It is the goal of classification and regression to build a data mining model that can be used for prediction. To construct such a model, we are given a set of training records, each having several attributes. These attributes can either be numerical (for example, age or salary) or categorical (for example, profession or gender). There is one distinguished attribute, the dependent attribute; the other attributes are called predictor attributes. If the dependent attribute is categorical, the problem is a classification problem. If the dependent attribute is numerical, the problem is a regression problem. It is the goal of classification and regression to construct a data mining model that predicts the (unknown) value for a record where the value of the dependent attribute is unknown. (We call such a record an unlabeled record.) Classification and regression have a wide range of applications, including scientific experiments, medical diagnosis, fraud detection, credit approval, and target marketing (Hand, 1997). Many classification and regression models have been proposed in the literature, among the more popular models are neural networks, genetic algorithms, Bayesian methods, linear and log-linear models and other statistical methods, decision tables, and tree-structured models, the focus of this chapter (Breiman, Friedman, Olshen, & Stone, 1984). Tree-structured models, socalled decision trees, are easy to understand, they are non-parametric and thus do not rely on assumptions about the data distribution, and they have fast construction methods even for large training datasets (Lim, Loh, & Shih, 2000). Most data mining suites include tools for classification and regression tree construction (Goebel & Gruenwald, 1999).
Let us start by introducing decision trees. For the ease of explanation, we are going to focus on binary decision trees. In binary decision trees, each internal node has two children nodes. Each internal node is associated with a predicate, called the splitting predicate, which involves only the predictor attributes. Each leaf node is associated with a unique value for the dependent attribute. A decision encodes a data mining model as follows: For an unlabeled record, we start at the root node. If the record satisfies the predicate associated with the root node, we follow the tree to the left child of the root, and we go to the right child otherwise. We continue this pattern through a unique path from the root of the tree to a leaf node, where we predict the value of the dependent attribute associated with this leaf node. An example decision tree for a classification problem, a classification tree, is shown in Figure 1. Note that a decision tree automatically captures interactions between variables, but it only includes interactions that help in the prediction of the dependent attribute. For example, the rightmost leaf node in the example shown in Figure 1 is associated with the classification rule: “If (Age >= 40) and (Salary > 80k), then YES”, as classification rule that involves an interaction between the two predictor attributes age and salary.

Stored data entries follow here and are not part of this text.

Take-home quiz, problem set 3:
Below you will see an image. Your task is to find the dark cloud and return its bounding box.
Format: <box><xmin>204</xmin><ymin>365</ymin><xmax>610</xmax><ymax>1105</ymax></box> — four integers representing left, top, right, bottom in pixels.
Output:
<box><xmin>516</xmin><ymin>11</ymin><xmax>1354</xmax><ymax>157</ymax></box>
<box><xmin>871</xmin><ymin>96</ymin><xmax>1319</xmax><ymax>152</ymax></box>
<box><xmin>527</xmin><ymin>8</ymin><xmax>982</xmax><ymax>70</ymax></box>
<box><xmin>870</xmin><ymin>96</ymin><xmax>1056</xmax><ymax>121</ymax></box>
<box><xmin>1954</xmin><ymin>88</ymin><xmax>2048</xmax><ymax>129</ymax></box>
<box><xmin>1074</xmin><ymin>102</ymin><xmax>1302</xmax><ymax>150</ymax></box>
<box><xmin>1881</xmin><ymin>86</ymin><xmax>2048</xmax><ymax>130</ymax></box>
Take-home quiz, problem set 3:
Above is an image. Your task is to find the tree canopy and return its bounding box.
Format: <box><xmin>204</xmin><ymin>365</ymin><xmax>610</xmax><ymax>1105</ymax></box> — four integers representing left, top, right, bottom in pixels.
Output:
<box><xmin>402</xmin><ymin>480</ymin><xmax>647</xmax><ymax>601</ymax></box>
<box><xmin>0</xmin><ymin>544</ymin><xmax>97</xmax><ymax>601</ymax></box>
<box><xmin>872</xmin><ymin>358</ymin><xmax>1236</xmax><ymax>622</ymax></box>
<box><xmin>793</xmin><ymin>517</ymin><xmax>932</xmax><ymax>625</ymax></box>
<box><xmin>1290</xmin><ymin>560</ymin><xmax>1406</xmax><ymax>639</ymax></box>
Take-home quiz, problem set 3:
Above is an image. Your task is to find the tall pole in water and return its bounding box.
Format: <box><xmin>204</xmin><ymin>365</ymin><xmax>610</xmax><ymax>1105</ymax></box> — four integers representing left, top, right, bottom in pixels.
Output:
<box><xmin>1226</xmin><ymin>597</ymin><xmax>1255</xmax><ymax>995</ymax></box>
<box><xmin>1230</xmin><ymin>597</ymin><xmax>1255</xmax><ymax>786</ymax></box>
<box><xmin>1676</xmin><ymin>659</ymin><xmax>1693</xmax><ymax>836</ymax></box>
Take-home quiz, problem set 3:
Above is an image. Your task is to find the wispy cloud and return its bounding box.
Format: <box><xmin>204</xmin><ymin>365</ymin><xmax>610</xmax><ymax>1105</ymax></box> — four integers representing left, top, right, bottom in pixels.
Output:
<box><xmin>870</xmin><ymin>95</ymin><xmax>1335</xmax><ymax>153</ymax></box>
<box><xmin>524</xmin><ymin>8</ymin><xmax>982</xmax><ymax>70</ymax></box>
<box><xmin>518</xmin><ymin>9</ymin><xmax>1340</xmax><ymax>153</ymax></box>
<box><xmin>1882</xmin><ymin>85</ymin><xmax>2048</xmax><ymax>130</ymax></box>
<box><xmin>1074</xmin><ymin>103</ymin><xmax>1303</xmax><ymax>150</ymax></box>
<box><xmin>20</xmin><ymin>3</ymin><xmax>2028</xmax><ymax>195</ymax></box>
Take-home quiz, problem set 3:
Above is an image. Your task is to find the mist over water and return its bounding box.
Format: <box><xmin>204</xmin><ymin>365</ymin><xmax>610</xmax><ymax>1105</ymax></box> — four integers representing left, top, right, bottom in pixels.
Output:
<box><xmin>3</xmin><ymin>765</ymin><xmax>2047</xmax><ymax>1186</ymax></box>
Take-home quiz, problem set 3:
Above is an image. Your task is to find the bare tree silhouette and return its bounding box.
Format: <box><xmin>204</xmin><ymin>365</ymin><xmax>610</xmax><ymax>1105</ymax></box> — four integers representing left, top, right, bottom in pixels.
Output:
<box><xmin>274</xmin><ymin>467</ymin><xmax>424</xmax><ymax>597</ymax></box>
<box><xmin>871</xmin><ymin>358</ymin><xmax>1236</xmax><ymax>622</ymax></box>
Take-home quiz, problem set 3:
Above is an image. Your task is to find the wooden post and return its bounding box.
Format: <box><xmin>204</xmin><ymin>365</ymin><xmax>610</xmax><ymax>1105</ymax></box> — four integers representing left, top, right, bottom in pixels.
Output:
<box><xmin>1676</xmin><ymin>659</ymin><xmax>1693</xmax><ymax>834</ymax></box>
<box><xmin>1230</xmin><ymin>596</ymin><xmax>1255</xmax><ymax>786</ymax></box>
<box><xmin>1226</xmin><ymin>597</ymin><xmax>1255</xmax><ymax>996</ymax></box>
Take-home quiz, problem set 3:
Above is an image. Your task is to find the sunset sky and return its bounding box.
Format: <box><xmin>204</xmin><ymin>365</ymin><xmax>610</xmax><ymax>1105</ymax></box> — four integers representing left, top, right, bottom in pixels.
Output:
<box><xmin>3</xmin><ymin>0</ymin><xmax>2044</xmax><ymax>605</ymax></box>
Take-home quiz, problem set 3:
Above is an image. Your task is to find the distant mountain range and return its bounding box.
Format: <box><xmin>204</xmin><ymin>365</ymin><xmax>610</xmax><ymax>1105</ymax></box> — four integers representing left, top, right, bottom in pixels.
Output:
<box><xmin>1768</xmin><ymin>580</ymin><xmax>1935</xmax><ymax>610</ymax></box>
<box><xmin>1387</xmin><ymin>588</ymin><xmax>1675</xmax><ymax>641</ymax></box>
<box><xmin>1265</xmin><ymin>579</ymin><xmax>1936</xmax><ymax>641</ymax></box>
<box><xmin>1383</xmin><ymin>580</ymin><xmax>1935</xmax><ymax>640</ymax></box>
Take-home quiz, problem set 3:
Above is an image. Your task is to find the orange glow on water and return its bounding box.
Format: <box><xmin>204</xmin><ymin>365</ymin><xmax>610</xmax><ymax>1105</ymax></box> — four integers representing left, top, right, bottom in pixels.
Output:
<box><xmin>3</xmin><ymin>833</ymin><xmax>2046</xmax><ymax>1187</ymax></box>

An example classification tree
Decision trees can be mined automatically from a training database of records where the value of the dependent attribute is known: A decision tree construction algorithm selects which attribute(s) to involve in the splitting predicates and the algorithm decides also on the shape and depth of the tree (Murthy, 1998).Top
Let us discuss how decision trees are mined from a training database. A decision tree is usually constructed in two phases. In the first phase, the growth phase, an overly large and deep tree is constructed from the training data. In the second phase, the pruning phase, the final size of the tree is determined with the goal to minimize the expected mis-prediction error (Quinlan, 1993).